Contenons la dette, faisons en sorte qu'elle n'augmente pas, sachant qu'elle correspond en partie à des emprunts finançant le développement du réseau, parfaitement légitimes. Depuis que les régions sont organisatrices des transports, l'offre, de TER en particulier, a considérablement augmenté.

Le pacte social est indispensable. Si l'on veut réussir la réforme, il n'est pas question, fût-ce à terme, d'abolir le statut des cheminots. Il faut assurer le fonctionnement des entreprises publiques, gestionnaire d'infrastructure et SNCF, en veillant à la circulation des personnes et des carrières en leur sein. L'ouverture à la concurrence, dont on n'a pas pu préparer les conditions, a transféré un tiers du fret de la SNCF à ses concurrents privés. Malgré cela, les marchandises continuent à passer davantage par la route que par le rail. C'est pourquoi il faut aujourd'hui un cadre social, une convention collective de branche, avec un décret qui garantisse la sécurité, pour préparer l'ouverture à la concurrence.

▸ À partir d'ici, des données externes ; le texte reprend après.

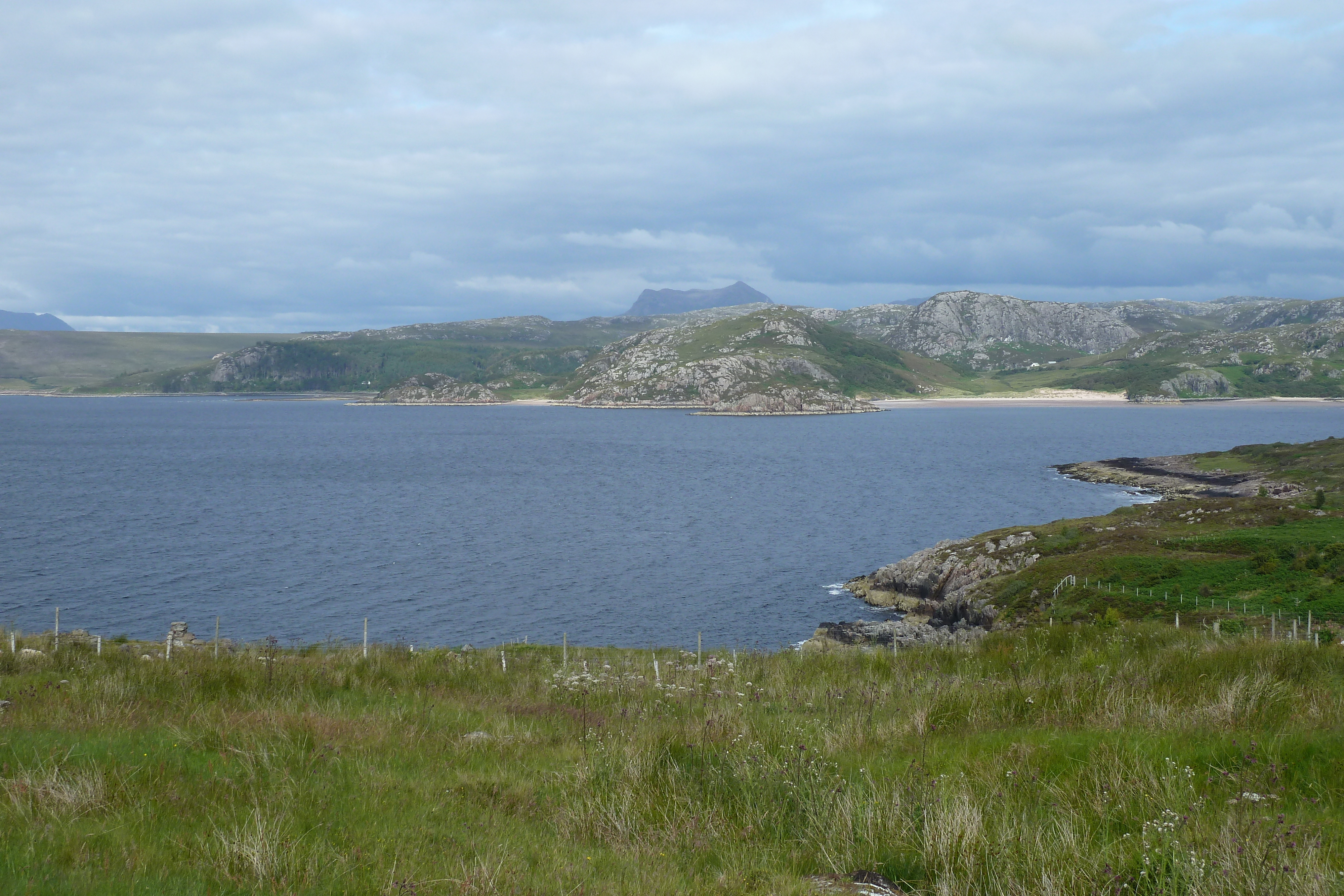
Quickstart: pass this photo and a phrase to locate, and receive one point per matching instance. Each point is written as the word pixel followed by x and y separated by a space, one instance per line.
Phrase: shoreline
pixel 1061 398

Une interdiction, par la Commission, des systèmes intégrés aurait été totalement inacceptable pour la France. Dans son projet de quatrième paquet ferroviaire, la Commission européenne admet que la séparation, qui a sa préférence, peut coexister avec un système intégré, sous réserve qu'il présente des garanties « d'indépendance », d'impartialité des fonctions essentielles.

Il revient au Parlement et au Gouvernement de concevoir une réforme qui, pour des raisons pratiques, assure une meilleure intégration, mais apporte aussi toutes les garanties de transparence, d'équité, d'impartialité. Ce n'est pas impossible, à condition de bien préciser le rôle de chacun : tel sera le sens des conclusions que nous remettrons un peu plus tard qu'annoncé dans un premier temps. En effet, les choix de stratégie, d'investissement, de contrôle, la détermination de la trajectoire de retour à l'équilibre, appartiennent à l'Etat et au Parlement, non au pôle public ni même à une agence de régulation. Il faut une autorité de régulation dotée de moyens de sanction dissuasifs, et usant de procédures de type jurisprudentiel plutôt que de règles d'ordre bureaucratique, et l'édification de ce que Bruxelles appelle des « murailles de Chine ».